Critique : la série « Constantine », alors ?

Il y a 2 semaines, la diffusion de la série Constantine débutée, et les 2 premiers épisodes sont donc disponibles à présent, voici un premier avis à chaud dessus !

Commençons par le commencement (c’est plus facile non ?) la série débute sur un John Constantine dans un asile psychiatrique, après le fiasco de l’exorcisme de New Castle, John se sent au plus bas mais doit finalement se relever pour aider la fille d’un ami décédé contre un démon qui la traque.

Le pilote de la série, je vais être honnête, m’a donné des hauts le cœur. L’épisode avait fuité sur internet et n’avait pas été apprécié par les internautes, ce qui amena la chaîne qui produit la série, NBC, à revoir sa copie et tourner certaines scènes supplémentaires et dire au revoir à certains protagonistes. Le 24 octobre dernier est donc sortie une nouvelle version du pilote et… il y a des changements plus que bienvenue, un coté plus profond et torturé pour Constantine, malgré deux mauvaises scènes maintenues. Ce nouveau pilote remonte un peu la promesse d’une série regardable (oui juste regardable), le gros point faible étant les acteurs Harold Perrineau (l’ange) et Lucy Griffiths (Liv Aberdine) qui nous offrent des performances vraiment médiocres pour deux personnages sans saveurs, mais cette dernière ne fait plus partie du casting de la série après le premier épisode. Néanmoins, le physique et l’accent de l’acteur jouant Constantine, Matt Ryan, sont impeccables, un acteur bien choisi, qui a un potentiel monstre dans ce rôle mais mal dirigé lors du premier épisode.
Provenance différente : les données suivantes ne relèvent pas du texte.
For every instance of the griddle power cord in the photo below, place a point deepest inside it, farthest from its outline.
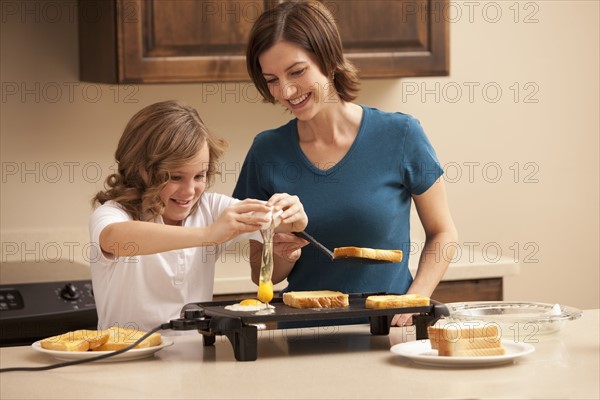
(181, 324)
Puis vint le deuxième épisode sorti vendredi dernier aux Etats-Unis et la série s’améliore nettement et promet de très bonnes choses. Outre le fait que finalement Constantine fume ouvertement, l’ambiance a changé, plus sombre et plus caustique que le pilote, de nombreux changements ont été opérés. Le coté casse-cou de John revient au galop ainsi que le coté détective du surnaturel, de plus la série gagne en intérêt à l’ajout du personnage de Zed, interprété par Angélica Celaya, qui nous montre un personnage, bien que différent du comics, assez intrigant.

Même si des défauts restent des vestiges du premier épisode, le réalisateur semble apprendre de ses erreurs petit à petit et nous promet un joli spectacle à venir.

Mais ne vous y trompez pas, ce n’est et ne sera pas Hellblazer avec sa noirceur envoûtante, mais ça peut devenir une série très sympa à regarder.